A perfect evening alone in Las Vegas
Manhattans in Las Vegas
Some people do not care about Las Vegas. Some people hate Las Vegas. Some people like Las Vegas ironically. And then some people love Las Vegas.
I love Las Vegas.
So I’m happy to find myself at the El Cortez Hotel and Casino for one night, by myself, before my sister Katharine comes to meet me tomorrow. The El Cortez is the oldest continuously-running hotel and casino in the city. They still have their old slot machines that take quarters, and it smells of cigarette smoke and air freshener.
Siegel’s 1941 is the hotel’s main restaurant, which is located in the casino, not far from the check-in desk. It is known for its $10.95 prime rib special. I’m sitting at a table by the wall, so I have a good vantage point on the room. Only about five tables are occupied. Everyone is having the prime rib special.
My waiter hands me a menu, and I order a Manhattan. It’s 10:30 p.m., but this seems like a fine time for dinner and a drink, as casinos have a way of defeating time. Unlike the bigger casinos on the Strip, where you’re lost deep in a timeless world, the El Cortez has some windowed doors, so you can see outside, but you would still have to make an effort to do this.
My waiter brings my Manhattan, and I order the prime rib special. The drink is only okay, but that is right for a casino cocktail. There is a big picture of Bugsy Siegel behind the hostess station, facing the dining room, and the movie Bugsy plays on a TV behind me and is reflected in the mirrored pillar across from my table. Warren Beatty is standing in silhouette against a sunset, saying, “I got it.” I know he’s saying this not because I can hear it but because the subtitles are on, and I’m reading them backwards in the mirror.

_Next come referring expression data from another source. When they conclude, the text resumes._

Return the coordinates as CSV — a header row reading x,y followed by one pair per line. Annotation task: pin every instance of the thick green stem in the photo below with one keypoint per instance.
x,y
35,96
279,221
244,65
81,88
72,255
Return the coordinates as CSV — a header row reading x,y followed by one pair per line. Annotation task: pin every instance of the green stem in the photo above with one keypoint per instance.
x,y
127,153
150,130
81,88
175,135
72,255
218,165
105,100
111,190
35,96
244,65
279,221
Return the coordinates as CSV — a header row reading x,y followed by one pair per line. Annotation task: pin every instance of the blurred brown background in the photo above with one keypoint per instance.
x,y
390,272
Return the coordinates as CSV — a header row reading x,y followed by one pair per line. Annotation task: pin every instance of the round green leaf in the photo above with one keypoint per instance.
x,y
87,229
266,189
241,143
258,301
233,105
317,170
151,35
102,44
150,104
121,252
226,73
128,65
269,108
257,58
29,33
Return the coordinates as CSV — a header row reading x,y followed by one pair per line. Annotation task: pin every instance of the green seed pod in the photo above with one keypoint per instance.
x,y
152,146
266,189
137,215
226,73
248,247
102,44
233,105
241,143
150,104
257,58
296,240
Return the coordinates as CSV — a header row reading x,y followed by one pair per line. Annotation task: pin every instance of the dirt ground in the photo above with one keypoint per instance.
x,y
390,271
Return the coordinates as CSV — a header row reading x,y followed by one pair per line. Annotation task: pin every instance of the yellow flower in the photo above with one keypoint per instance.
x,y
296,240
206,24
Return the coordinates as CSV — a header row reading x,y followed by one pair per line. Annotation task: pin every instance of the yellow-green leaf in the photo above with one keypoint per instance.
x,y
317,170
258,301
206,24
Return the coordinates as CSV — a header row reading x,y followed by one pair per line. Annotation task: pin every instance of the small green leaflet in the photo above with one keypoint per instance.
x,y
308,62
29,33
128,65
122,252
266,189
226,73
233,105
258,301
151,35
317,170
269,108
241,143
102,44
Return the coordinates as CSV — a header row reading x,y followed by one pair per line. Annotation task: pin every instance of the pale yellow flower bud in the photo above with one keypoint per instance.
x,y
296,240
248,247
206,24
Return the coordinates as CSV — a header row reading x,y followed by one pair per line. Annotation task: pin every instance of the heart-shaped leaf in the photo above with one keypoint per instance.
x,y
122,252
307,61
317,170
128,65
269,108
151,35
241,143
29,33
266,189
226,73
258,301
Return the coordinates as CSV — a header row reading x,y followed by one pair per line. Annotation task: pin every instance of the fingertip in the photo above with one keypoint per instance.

I love being alone in Las Vegas, maybe because it feels strange. There must be lots of people who are alone in Las Vegas, but it seems like a place of couples and friends and groups. Tomorrow, I will sit down in at the bar at Oscar’s Steakhouse, just before Katharine arrives, and the bartender will ask, “Are we alone?” and when I say yes, he’ll place a candle in a votive in front of me and said, “Well, here’s some romance for you, even if you’re all by yourself.”
The dinging of the slot machines is muffled. A man stops to look at the menu by the hostess stand. His t-shirt reads: WHY CAN’T ALL MY GIRLFRIENDS GET ALONG? On the table next to me is a half-finished Coke with lemon, a crumpled white cloth napkin, a straw still in its wrapper, and a knife. In the back of the restaurant, a waiter folds napkins at a table. I eat my prime rib and sip my drink and feel happy and sad in the way you only can in Las Vegas.
After I pay my bill, I head over to the bar across from the restaurant and order another Manhattan. The casino holds the desert air at bay. There are red roses on the carpet.
Las Vegas reminds you that the things you love, you have to really love. You can’t love them with distance or irony because that kind of loving is not real, and Las Vegas tricks you because with all its myths, it is real, and it knows it.